Já o BNP Paribas prevê uma queda de 4% do PIB em 2020, e o Instituto Brasileiro de Economia da Fundação Getulio Vargas (Ibre/FGV) calcula a retração em 3,4%.

Especialistas apontam que a queda brusca de quase 15% no consumo de energia reflete o efeito imediato das medidas de isolamento sobre a atividade econômica.

O pesquisador Nivalde de Castro, professor do Instituto de Economia da UFRJ (Universidade Federal do Rio de Janeiro) e coordenador do Grupo de Estudos do Setor Elétrico, aponta que essa desaceleração ocorre "em degraus, e não como uma rampa".

"Grandes empresas pararam no tapa. Essa queda abrupta indica isso. Reconhecendo a importância dos protocolos da Organização Mundial de Saúde, elas pararam suas atividades", afirma.

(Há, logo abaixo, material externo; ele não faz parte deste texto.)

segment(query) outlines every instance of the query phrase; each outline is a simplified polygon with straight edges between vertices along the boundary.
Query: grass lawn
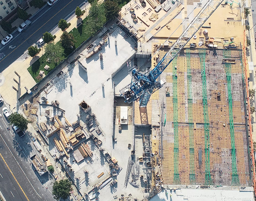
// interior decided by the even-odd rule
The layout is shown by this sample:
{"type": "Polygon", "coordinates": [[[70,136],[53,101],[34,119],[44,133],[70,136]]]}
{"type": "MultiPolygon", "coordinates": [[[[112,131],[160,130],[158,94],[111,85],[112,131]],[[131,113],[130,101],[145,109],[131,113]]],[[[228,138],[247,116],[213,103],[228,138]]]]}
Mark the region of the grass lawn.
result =
{"type": "MultiPolygon", "coordinates": [[[[39,75],[39,72],[40,70],[44,71],[45,75],[48,74],[51,70],[55,68],[57,64],[52,64],[46,61],[46,58],[45,55],[43,55],[42,57],[37,60],[31,66],[30,66],[27,69],[27,70],[32,76],[36,82],[37,83],[40,81],[41,79],[38,79],[37,77],[39,75]],[[46,70],[44,67],[46,65],[48,65],[50,67],[50,68],[48,70],[46,70]]],[[[42,77],[41,76],[38,77],[42,77]]]]}
{"type": "Polygon", "coordinates": [[[76,48],[78,47],[82,42],[86,40],[90,36],[86,32],[85,30],[86,21],[86,18],[85,18],[83,20],[83,24],[80,25],[77,28],[74,28],[69,32],[70,34],[72,34],[74,36],[74,38],[76,40],[76,43],[75,43],[76,48]]]}

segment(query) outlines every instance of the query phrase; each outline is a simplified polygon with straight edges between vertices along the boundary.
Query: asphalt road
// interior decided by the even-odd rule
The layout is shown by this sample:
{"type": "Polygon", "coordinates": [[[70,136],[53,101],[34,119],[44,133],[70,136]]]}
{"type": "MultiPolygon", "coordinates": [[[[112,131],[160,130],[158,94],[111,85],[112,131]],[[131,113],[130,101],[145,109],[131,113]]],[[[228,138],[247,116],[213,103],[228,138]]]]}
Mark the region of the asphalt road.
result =
{"type": "MultiPolygon", "coordinates": [[[[0,104],[1,113],[4,107],[8,107],[5,104],[0,104]]],[[[19,138],[13,132],[11,127],[10,131],[8,131],[7,121],[2,113],[1,116],[0,189],[4,197],[8,201],[54,200],[50,192],[51,185],[49,182],[46,183],[49,180],[48,173],[46,175],[39,177],[31,166],[29,157],[37,151],[31,146],[27,135],[19,138]]]]}
{"type": "Polygon", "coordinates": [[[43,9],[47,12],[41,13],[42,10],[40,12],[42,16],[38,17],[40,14],[38,13],[33,16],[32,24],[27,29],[20,34],[18,31],[15,33],[14,39],[4,46],[1,44],[0,73],[22,55],[29,46],[36,43],[43,33],[55,28],[59,20],[66,18],[76,6],[82,5],[81,7],[83,7],[82,3],[85,2],[85,5],[88,3],[87,0],[59,0],[52,6],[47,5],[43,9]],[[5,56],[1,56],[3,55],[5,56]]]}

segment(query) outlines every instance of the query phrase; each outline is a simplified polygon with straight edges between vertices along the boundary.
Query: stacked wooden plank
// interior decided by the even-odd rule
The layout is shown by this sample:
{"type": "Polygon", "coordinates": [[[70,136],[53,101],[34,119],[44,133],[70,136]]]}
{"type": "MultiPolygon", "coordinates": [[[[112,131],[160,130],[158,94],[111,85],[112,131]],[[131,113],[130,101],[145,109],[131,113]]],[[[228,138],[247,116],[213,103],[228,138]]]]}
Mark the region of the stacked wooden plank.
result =
{"type": "Polygon", "coordinates": [[[58,151],[60,152],[63,151],[63,149],[62,149],[62,146],[61,146],[60,143],[59,142],[59,141],[57,139],[56,137],[53,138],[53,141],[54,141],[55,146],[58,149],[58,151]]]}
{"type": "Polygon", "coordinates": [[[86,152],[85,151],[85,150],[83,148],[82,146],[81,146],[79,147],[79,148],[78,148],[78,150],[81,153],[81,154],[82,154],[82,155],[83,157],[85,158],[88,156],[88,155],[87,154],[86,152]]]}
{"type": "Polygon", "coordinates": [[[30,112],[30,114],[37,114],[37,108],[31,107],[29,110],[29,111],[30,112]]]}
{"type": "Polygon", "coordinates": [[[65,122],[66,122],[66,123],[67,124],[67,125],[68,126],[70,126],[70,127],[72,127],[72,125],[71,125],[71,124],[70,124],[70,122],[67,119],[67,118],[66,118],[66,117],[65,116],[64,116],[64,118],[65,118],[65,122]]]}
{"type": "Polygon", "coordinates": [[[63,125],[62,125],[62,123],[61,123],[61,120],[60,119],[59,119],[58,116],[56,115],[54,117],[57,120],[57,122],[58,122],[58,124],[59,124],[60,127],[64,128],[64,127],[63,126],[63,125]]]}
{"type": "Polygon", "coordinates": [[[67,138],[67,137],[66,136],[66,134],[64,132],[64,131],[61,128],[61,130],[59,132],[58,132],[58,134],[60,138],[61,139],[61,141],[64,147],[67,148],[67,143],[69,142],[69,140],[67,138]]]}
{"type": "Polygon", "coordinates": [[[56,128],[58,129],[60,128],[60,125],[59,125],[59,124],[56,122],[54,122],[54,126],[55,126],[56,128]]]}
{"type": "Polygon", "coordinates": [[[90,147],[89,147],[89,146],[87,144],[85,144],[84,143],[82,143],[82,146],[86,152],[86,153],[87,153],[87,154],[91,158],[92,157],[92,152],[91,150],[90,147]]]}
{"type": "Polygon", "coordinates": [[[40,126],[41,127],[41,128],[43,131],[46,130],[46,126],[45,123],[44,122],[41,122],[40,123],[40,126]]]}
{"type": "Polygon", "coordinates": [[[100,174],[99,174],[98,175],[98,176],[97,177],[100,178],[104,174],[104,172],[102,172],[100,174]]]}

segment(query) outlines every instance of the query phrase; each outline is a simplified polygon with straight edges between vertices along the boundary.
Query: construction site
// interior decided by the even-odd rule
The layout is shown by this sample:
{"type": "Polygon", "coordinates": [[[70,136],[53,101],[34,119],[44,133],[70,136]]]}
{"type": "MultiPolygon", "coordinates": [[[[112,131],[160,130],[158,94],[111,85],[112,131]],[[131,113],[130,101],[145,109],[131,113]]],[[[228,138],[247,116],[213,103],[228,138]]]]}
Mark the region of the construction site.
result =
{"type": "Polygon", "coordinates": [[[76,198],[253,200],[245,4],[132,0],[25,103],[76,198]]]}

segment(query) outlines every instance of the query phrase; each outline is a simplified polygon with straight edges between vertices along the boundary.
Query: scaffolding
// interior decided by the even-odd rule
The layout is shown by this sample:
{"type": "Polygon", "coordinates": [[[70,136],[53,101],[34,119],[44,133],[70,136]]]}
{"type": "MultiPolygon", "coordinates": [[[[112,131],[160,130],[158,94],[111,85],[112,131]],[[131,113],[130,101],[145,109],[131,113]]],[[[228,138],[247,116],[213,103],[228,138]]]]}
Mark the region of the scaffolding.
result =
{"type": "Polygon", "coordinates": [[[178,98],[177,96],[177,57],[175,57],[172,61],[173,73],[173,104],[174,105],[174,183],[180,183],[180,177],[179,174],[179,131],[178,121],[178,98]]]}
{"type": "Polygon", "coordinates": [[[210,168],[210,136],[209,116],[208,115],[208,104],[207,104],[207,89],[206,86],[206,75],[205,74],[205,57],[206,51],[205,49],[199,51],[201,74],[202,76],[203,106],[204,107],[204,145],[205,148],[205,185],[212,184],[210,168]]]}
{"type": "Polygon", "coordinates": [[[193,121],[193,97],[192,96],[192,76],[190,68],[190,51],[186,51],[187,59],[187,79],[188,82],[188,106],[189,124],[189,161],[190,172],[189,181],[190,183],[194,184],[195,180],[195,150],[194,148],[194,122],[193,121]]]}
{"type": "Polygon", "coordinates": [[[230,59],[225,59],[225,69],[227,77],[228,93],[229,96],[229,126],[230,127],[230,136],[231,137],[231,154],[232,155],[232,183],[234,186],[239,185],[239,178],[238,174],[236,167],[236,158],[235,156],[235,131],[233,119],[233,111],[232,106],[232,89],[231,88],[231,63],[232,60],[231,59],[230,49],[223,51],[223,58],[230,59]]]}
{"type": "MultiPolygon", "coordinates": [[[[252,186],[241,50],[230,50],[230,58],[225,51],[183,49],[161,75],[170,89],[168,96],[162,87],[153,97],[165,104],[160,164],[165,184],[252,186]]],[[[166,52],[160,50],[159,59],[166,52]]]]}

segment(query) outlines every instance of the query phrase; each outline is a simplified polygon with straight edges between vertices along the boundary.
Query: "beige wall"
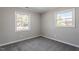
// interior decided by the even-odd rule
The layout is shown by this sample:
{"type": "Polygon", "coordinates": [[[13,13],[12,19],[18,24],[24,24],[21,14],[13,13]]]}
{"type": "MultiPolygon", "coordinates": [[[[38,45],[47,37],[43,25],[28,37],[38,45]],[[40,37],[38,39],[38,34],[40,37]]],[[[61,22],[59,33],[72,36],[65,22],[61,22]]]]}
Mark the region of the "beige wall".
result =
{"type": "Polygon", "coordinates": [[[40,35],[40,15],[22,8],[0,8],[0,45],[40,35]],[[31,30],[15,32],[15,11],[31,15],[31,30]]]}
{"type": "Polygon", "coordinates": [[[42,36],[47,38],[55,38],[54,40],[65,42],[79,47],[79,8],[75,8],[75,28],[57,28],[55,26],[55,12],[69,8],[58,8],[42,14],[42,36]]]}

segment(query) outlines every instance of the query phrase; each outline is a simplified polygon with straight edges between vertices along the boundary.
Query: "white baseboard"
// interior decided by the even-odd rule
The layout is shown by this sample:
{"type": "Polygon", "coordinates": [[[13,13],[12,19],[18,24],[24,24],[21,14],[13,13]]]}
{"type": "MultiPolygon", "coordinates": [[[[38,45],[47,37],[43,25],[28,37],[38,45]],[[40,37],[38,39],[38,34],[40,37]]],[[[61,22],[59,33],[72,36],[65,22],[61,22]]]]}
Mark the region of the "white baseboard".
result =
{"type": "Polygon", "coordinates": [[[5,43],[5,44],[0,44],[0,46],[5,46],[5,45],[9,45],[9,44],[17,43],[17,42],[24,41],[24,40],[28,40],[28,39],[32,39],[32,38],[35,38],[35,37],[39,37],[39,36],[33,36],[33,37],[29,37],[29,38],[24,38],[24,39],[20,39],[20,40],[16,40],[16,41],[8,42],[8,43],[5,43]]]}
{"type": "Polygon", "coordinates": [[[51,40],[55,40],[55,41],[58,41],[58,42],[61,42],[61,43],[65,43],[65,44],[68,44],[68,45],[71,45],[71,46],[74,46],[74,47],[78,47],[78,48],[79,48],[79,45],[76,45],[76,44],[64,42],[64,41],[57,40],[57,39],[55,39],[55,38],[51,38],[51,37],[47,37],[47,36],[42,36],[42,37],[45,37],[45,38],[48,38],[48,39],[51,39],[51,40]]]}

Novas ondas de interrupção de atividades e redução de consumo de energia podem ser observadas nas próximas semanas, segundo Castro. Ele cita como exemplos as siderúrgicas, que ainda atendiam a demandas anteriores, mas começam a desligar seus altos-fornos.

"As coisas não param ao mesmo tempo, e algumas nem poderão parar, como o setor de alimentos. Mas outras atividades ainda vão parar. Isso ainda terá um efeito recessivo sobre a demanda de energia", diz o pesquisador.

Os números que apontam para uma desaceleração de 15% no consumo de eletricidade oferecem uma estimativa conservadora sobre o recuo da atividade econômica. O uso de energia nas residências, que representa um terço da operação no sistema, tende a aumentar com as medidas de isolamento -o que sugere que a redução no comércio e na indústria seria ainda maior.

Os dados de março sobre o consumo de eletricidade em cada setor só devem ser divulgados no fim de abril, em relatório da EPE (Empresa de Pesquisa Energética), do governo federal.

O esfriamento da produção, em meio à incerteza sobre a duração da pandemia e das medidas de isolamento, amplia as dúvidas dos analistas sobre o momento da retomada da economia.

"A paralisação vem do lado real da produção, não do lado financeiro, como na crise de 2008 e 2009. Não temos certeza se, em junho, julho ou agosto haverá um sentido de recuperação firme. O mundo está viajando no escuro. Você continua voando sem saber se há uma montanha pela frente", compara o consultor Fabio Silveira.